To which I can use the analogy that in the 18 years I've driven a car, I've never needed my seat belt or airbags. I still put my seatbelt on every time I go anywhere though, and I won't buy a car without airbags. ;)
Earlier, Alessandro Baggi wrote:
there is a chance to make fencing without hardware, but only software?
To which Digimer, answered: No. <SNIP info about fence device independence>
However, there is an *Almost* software only fence.
If you goal is high-availability, there is a strong argument that "almost" isn't enough.
Unfortunately for me I learned about (or at least understood) the stonith devices late in the above system's life. I expect even meatware stonith[1] could have saved me considerable pain five or six times.
Manual fencing was dropped as a supported fence method in RHEL 6 because it was too prone to human mistakes. When an HA cluster is hung and an admin who might not have touched the cluster in months has users and managers yelling at them, mistakes with potentially massive consequences happen.
Manual fencing is just not safe.
Understand that I am not recommending meatware stonith to be a good operational stonith device, see [2] for how much subtle understanding the meat has to have, but it would be much better than NO operational stonith device.
Bingo on the meat, disagree on "no stonith" at all. A cluster must have fencing.

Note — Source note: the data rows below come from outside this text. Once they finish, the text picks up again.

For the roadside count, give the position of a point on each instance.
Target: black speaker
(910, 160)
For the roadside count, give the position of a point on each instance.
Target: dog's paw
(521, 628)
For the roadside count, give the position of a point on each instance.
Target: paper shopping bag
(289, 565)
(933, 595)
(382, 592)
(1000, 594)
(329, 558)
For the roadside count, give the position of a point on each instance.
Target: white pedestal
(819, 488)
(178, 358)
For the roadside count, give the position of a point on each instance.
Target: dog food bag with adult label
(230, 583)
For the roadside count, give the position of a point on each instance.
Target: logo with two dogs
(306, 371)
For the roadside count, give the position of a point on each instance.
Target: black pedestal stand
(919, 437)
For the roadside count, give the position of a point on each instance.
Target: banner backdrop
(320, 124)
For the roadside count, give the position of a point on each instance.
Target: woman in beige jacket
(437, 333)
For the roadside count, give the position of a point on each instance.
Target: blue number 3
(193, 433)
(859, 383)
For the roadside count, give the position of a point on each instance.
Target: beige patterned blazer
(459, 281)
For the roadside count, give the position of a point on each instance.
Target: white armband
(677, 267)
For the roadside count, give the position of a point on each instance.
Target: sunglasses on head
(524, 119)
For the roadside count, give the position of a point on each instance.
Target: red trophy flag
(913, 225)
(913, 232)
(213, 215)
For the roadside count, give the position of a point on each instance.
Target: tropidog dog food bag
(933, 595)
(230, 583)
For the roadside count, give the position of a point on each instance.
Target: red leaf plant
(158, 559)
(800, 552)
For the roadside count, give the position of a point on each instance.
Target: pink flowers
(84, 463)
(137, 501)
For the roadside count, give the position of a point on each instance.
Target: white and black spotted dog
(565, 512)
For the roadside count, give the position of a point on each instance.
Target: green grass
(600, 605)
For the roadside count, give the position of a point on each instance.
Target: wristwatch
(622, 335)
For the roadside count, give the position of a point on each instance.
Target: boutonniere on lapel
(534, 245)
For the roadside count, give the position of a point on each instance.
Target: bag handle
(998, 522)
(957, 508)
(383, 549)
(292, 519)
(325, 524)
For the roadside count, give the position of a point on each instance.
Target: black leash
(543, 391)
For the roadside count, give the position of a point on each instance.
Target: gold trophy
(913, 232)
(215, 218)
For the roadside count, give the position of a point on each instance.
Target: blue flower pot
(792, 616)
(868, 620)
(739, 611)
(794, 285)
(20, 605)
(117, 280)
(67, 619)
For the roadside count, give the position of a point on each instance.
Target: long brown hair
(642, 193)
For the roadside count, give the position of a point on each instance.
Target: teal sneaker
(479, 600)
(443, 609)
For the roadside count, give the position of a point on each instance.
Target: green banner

[1] http://clusterlabs.org/doc/crm_fencing.html#_meatware [2] http://oss.clusterlabs.org/pipermail/pacemaker/2011-June/010693.html
Even when this disclaimer is not here: I am not a contracting officer. I do not have authority to make or modify the terms of any contract.
Cheers
Ok, fencing is a requirement for a cluster for hardware failure. I've another question about this arg, but for software failure. Supposing to have a cluster of httpd installation on 6 virtualized hosts, each one on a different server. Suppose also that a guest (named host6) has a problem and can't start apache. With this scenario, the ipmi, ups are unnecessary. How to work fencing in this way? How to make fencing node?
Thanks in advance.
Alessandro.